When Audrey appeared screaming and curling up on the living room floor after a difficult bedtime with Jacob who refused to sleep and I had spent an hour holding him until he finally drifted off,  it was my first chance to sit down all day. She was making no sense to what the problem was except yelling her legs hurt and I could hear the snap in my voice and patience quickly head out the door. Letting her yell for a minute, I calmly tried to ask her what was the matter. She proceeded to scream at me. So I did nothing. I let her yell praying she would not wake up Jacob. I told her when she stopped yelling I would talk to her. She kept going and going until I lost my temper. Pulling her out of the chair, my voice was getting louder as I was telling her to be quiet, telling her I would not talk to her until she stopped, trying anything to stop her screaming. At this moment as we were both yelling, Mr. L walks in and calmly says, “What is this?” Snapping at him to mind his own business, I sat my little one in a kitchen chair and reminded her of the house rules, no screaming and after a week of her yelling for everything, I had enough. She either followed the rules or she could leave. Not a shining parenting moment and as soon as the words left my mouth my gut wrenched and I calmed down taking steady breaths as her big brown eyes looking through her curly blonde hair glared up at me.

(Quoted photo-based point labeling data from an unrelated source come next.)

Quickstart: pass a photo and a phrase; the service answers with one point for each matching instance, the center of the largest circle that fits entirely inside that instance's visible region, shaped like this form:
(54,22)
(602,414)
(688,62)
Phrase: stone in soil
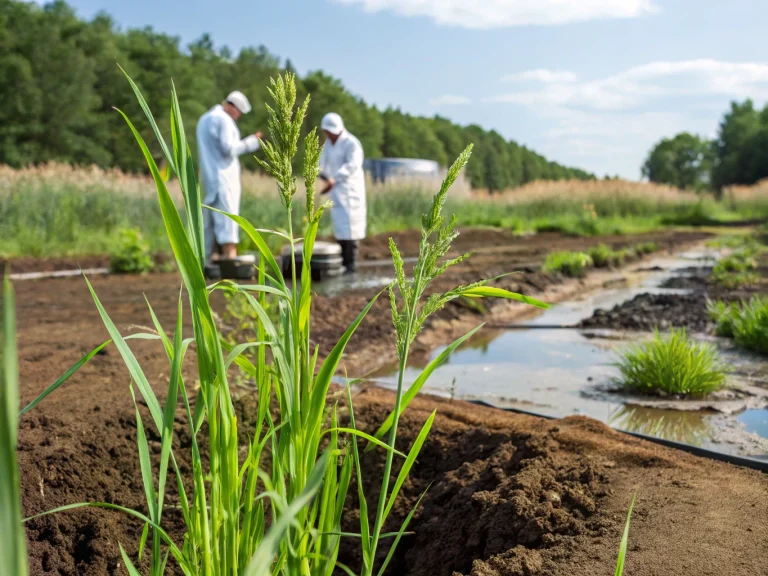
(649,311)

Stooping to her height, I gently held her arms and asked her, “Are you done?”

The crescendo started again so I then told her she was to sit on that chair until she could talk to me without screaming and left to go back to the living room. Sitting down I steadied my breath and waited, and waited until she finally slunk over telling me she was ready to talk normally. Scooping her up and holding back my own tears, I told her I loved her and took her back to bed.

After all that, I was mentally drained. Going downstairs and apologizing to Mr. L for snapping at him but stating that I was a little angry that he had basically bailed on a Thursday night in favour of dinner out I then got a chance to explain the situation to him. As soon as I was done, waves of Mommy guilt and of how badly I had handled the situation came flooding back and for the next three hours, I mentally chastised myself  for not keeping my own temper. How dare I allow my deep well of patience to dry up? I let myself be overcome by emotion and stress. I promised myself, to walk away if I felt my own blood pressure rising. After all, they are kids and if I can’t teach them by example how to handle their emotions, good and bad, then who will? When you’re a Mom and a Mom of three, you need to be able to handle your stress levels. You can’t let them see you sweat. For yours and their own good. It’s a lesson I need to continue to learn.